DIE SCHERE #18 again: How to translate EJ's "Gleichnis"

Gary's notes on #19 made me revise my notes on #18. Agreed: "Gleichnis" does not mean 
parable here in the sense defined by the OALDCE, "a story told to illustrate a moral or 
spiritual truth". "Simile" is misleading, too, though it might come a little closer. Gary is 
certainly right when he points out that EJ uses "Gleichnis" in the sense the word has in the 
last lines of FAUST II. 

The words Gary lists as possible translations, "metaphor, symbol, likeness, approximation" 
(perhaps "image" might be included) are, as he is aware, mere approximations (and thus must 
keep uneasy any nitpicking translator). But so are the terms that EJ himself uses: 
Gleichnis, Vorweisung, Hinweis, Ausblick, Symbol (1). Since each of these German and English 
words have an everyday materialist meaning in most contexts, none of them will do very well 
for expressing the metaphysical matters that are meant in this particular context. If you 
try to put into words what is at bottom beyond words you have to resort to ever new verbal 
approximations. 

"Gleichnis" in contemporary German means exclusively "parable". Goethe, however, still used 
two different meanings of the word, "exemplary story" and, well, that meaning we are trying 
to come to grips with here. In fact, his "Gleichnis" is mostly quoted from those last lines 
in FAUST II. There are also the memorable lines from his poem, "Prooemion", where he himself 
seems to offer a 'translation' of "Gleichnis" as "image" ("Bild"): 

Deines Geistes höchster Feuerflug
Hat schon am Gleichnis, hat am Bild genug...

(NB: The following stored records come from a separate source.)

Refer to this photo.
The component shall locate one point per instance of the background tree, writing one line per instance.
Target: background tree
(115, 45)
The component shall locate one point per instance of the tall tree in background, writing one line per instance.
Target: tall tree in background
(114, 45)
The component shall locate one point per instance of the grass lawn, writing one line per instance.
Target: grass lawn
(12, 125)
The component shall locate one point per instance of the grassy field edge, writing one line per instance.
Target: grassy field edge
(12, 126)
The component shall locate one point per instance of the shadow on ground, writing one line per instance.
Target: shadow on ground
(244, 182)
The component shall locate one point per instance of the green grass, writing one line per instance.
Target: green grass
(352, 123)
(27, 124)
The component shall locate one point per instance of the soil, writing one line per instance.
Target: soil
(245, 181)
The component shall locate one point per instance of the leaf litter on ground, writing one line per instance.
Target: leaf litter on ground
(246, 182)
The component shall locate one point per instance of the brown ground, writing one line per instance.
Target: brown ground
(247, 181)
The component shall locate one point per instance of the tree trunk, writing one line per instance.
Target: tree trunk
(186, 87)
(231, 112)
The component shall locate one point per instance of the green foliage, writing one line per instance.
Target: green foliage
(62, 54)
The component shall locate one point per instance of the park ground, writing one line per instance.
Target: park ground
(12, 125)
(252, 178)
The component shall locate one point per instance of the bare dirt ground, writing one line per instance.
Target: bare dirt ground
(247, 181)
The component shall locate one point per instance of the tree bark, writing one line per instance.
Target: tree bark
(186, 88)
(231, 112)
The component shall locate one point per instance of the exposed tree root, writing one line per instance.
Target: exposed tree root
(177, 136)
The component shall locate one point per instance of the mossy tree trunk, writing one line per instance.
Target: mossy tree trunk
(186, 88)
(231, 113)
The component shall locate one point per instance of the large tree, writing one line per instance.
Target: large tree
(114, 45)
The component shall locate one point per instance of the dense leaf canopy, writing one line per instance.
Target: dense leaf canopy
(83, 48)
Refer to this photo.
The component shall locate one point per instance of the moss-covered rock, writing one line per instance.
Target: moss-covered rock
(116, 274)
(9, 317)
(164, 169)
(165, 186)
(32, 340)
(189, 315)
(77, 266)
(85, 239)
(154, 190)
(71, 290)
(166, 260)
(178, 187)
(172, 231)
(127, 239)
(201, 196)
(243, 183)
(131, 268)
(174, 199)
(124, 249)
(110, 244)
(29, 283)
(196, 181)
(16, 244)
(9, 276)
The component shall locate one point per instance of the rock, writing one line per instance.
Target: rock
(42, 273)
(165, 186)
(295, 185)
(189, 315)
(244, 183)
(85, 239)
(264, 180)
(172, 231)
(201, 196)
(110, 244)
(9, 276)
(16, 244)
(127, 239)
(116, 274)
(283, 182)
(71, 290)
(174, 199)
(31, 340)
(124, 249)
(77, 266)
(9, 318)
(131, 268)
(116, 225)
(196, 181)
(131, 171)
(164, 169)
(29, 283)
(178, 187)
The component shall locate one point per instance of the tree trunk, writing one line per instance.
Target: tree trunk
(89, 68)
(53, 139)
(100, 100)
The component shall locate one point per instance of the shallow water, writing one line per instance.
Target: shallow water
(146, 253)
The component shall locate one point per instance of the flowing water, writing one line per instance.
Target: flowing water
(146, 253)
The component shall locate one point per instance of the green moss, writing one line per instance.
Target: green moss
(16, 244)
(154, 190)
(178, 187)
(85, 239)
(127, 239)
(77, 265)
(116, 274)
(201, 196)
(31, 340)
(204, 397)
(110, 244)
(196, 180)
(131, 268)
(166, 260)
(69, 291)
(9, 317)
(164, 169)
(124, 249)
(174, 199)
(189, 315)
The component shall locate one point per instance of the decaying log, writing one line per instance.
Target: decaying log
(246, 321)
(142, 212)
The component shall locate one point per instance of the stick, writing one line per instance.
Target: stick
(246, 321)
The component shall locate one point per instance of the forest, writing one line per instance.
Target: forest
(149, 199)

In Luther's translation of the Bible, foundation of the modern German language, both 
meanings are extant. There is Matthew 13,3 ("And he spake many things unto them in 
parables"): "Und er redete zu ihnen mancherlei durch Gleichnisse". And there is Genesis 5,1 
("In the day that God created man, in the likeness of God made he him"): "Da Gott den 
Menschen schuf, machet er ihn nach dem Gleichnis Gottes". It is most telling that the modern 
Luther Bible (my edition is from 1912) has here, "Da Gott den Menschen schuf, machte er ihn 
nach dem Bilde Gottes". The editors who revised the venerable text took account of the fact 
that, in spite of Goethe, 20th century Germans, including, before he was set right, the 
hapless undersigned, can only think of "parable" when they encounter the word "Gleichnis".

 
(1) In a phrase in DAS SANDUHRBUCH (1954) he seems to equate Goethe's "Gleichnis" with 
"symbol" when he writes: "Zum Symbol wird uns das Vergängliche, wenn das Sein durchleuchtet.